La cour ne saurait suivre une telle analyse. En effet, par lettre du 21 mars 2019, le directeur lui rappelait expressément qu’elle était responsable de magasin et lui reprochait un certain nombre de dysfonctionnements. Il indiquait explicitement vouloir la décharger de sa mission de manager. La lettre prenait la forme d’une proposition d’avenant soumise à la signature de la salariée qui le contestera immédiatement.
En outre, Mme [W] justifie d’un organigramme où elle figure comme responsable de magasin, conjointement avec une autre salariée pharmacienne comme elle. L’employeur admet que l’organigramme de 2014 avait été validé même s’il conteste celui de 2017 reprenant les mêmes éléments. Cependant, l’organigramme de 2017 avait bien été présenté en comité d’entreprise. Mme [W] y avait fait valoir qu’elle souhaitait que l’ensemble des salariés de la parapharmacie soit sous sa responsabilité et celle de Mme [V]. Le directeur du magasin s’était engagé à le modifier de sorte que l’organigramme produit correspond bien à la réalité des fonctions telles qu’admises par l’employeur à cette date. Il est cohérent avec les fonctions dont l’employeur entendait ensuite la décharger.
Contrairement aux énonciations de l’appelante, l’enquête CHSCT, lorsque la question est posée à des salariés du magasin et non du dépôt ou de la filière logistique, fait bien ressortir que Mme [W] ne manageait plus les conseillères de vente ou les hôtesses de caisse.
Après le courrier du 21 mars 2019, elle n’est pas conviée à une formation 'manager ses équipes'. L’employeur fait valoir qu’elle avait déjà suivi la formation, sans en justifier, et qu’il s’agissait d’un module dédié aux nouveaux salariés, dont certains figurent toutefois déjà sur l’organigramme de 2017. Surtout la proposition de formation mentionnait expressément que les deux pharmaciens s’étaient vu retirer l’encadrement de collaborateurs car elles n’avaient pas envie de continuer ce rôle. Cette volonté de la salariée est contredite par les éléments produits.
Encore en février 2019, il lui était adressé la trame des entretiens annuels d’évaluation avec demande de les réaliser au cours du mois de mars. Le document que produit l’employeur en pièce 5 ne correspond pas à des entretiens annuels d’évaluation mais à une autre forme d’évaluation interne sur les fonctions de conseil.

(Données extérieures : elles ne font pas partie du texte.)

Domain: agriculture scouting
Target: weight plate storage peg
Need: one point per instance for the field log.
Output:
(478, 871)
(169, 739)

Sans qu’il y ait lieu d’entrer davantage dans le détail de l’argumentation des parties, la confrontation de ces seuls éléments fait bien ressortir que Mme [W] avait des fonctions de direction du magasin et que suite au courrier du 21 mars 2019, ces fonctions lui ont été retirées unilatéralement puisqu’elle n’avait pas signé l’avenant et s’y était au contraire expressément opposée. Il s’agit d’un manquement de l’employeur à ses obligations contractuelles.
La salariée invoque également une absence de visite médicale après un arrêt de travail de plus de 30 jours.

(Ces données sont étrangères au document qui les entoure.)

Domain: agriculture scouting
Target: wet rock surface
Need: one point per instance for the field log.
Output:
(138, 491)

Le fait est matériellement établi. L’employeur se contente de soutenir que la salariée ne justifie pas d’un préjudice et que par ailleurs il avait saisi le CHSCT.
Il subsiste qu’à la date de reprise du travail, soit le 22 octobre 2019, la salariée avait non seulement alerté l’employeur sur sa souffrance au travail mais avait saisi le conseil aux fins de résiliation judiciaire de son contrat. Par ailleurs, l’employeur se prévaut de sa saisine du CHSCT. Cependant dans cette saisine, il visait non les griefs formulés par Mme [W] mais ceux émanant de sa collègue Mme [V]. Il s’agissait d’un litige tout à fait connexe mais la saisine du CHSCT ne peut être invoquée comme ayant été faite suite au mal être de l’intimée. En outre, il résultait des conclusions de l’enquête un retrait de tâches. En toute hypothèse, ceci ne saurait se substituer à une visite de reprise. Ce manquement de l’employeur est là encore établi.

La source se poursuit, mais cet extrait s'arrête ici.